1. Drain-source voltage has to be maintained above a certain level. You have to examine the circuit and make sure this is true. But this should not be a problem since (assuming it was working in the original circuit, the voltages across the source-drain are the same regardless of the order the components are flipped in).
2. The much bigger problem: The gate voltage turns the MOSFET on and off. The MOSFET turns on when the gate-source voltage exceeds a threshold. Notice, I said the gate-source voltage and not the gate voltage. The gate-source voltage was referenced to GND in the original circuit because the source was connected to ground. So it the gate was at 5V, the gate-source voltage would be at 5V. But the way you want it, the source voltage is no longer at ground, it might be at say, 1V. This means that if you apply 5V to the gate, the gate-source voltage will now be 5V-1V = 4V, which may not be enough to turn the MOSFET on.

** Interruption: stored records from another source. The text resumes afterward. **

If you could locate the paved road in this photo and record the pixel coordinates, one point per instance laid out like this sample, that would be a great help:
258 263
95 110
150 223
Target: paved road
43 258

Both points 1 and 2 may not be of consequence in your particular situation. If the voltage drop across the LED just happens to be very small, the source voltage might be close enough to GND to allow you to drive the gate through normal means (a driver referenced to GND, instead of a driver referenced to a floating voltage...it get's complicated here).
NOTE: THis may or may not work directly in the circuit on the website you are referring to, since I am not sure how the circuit is built.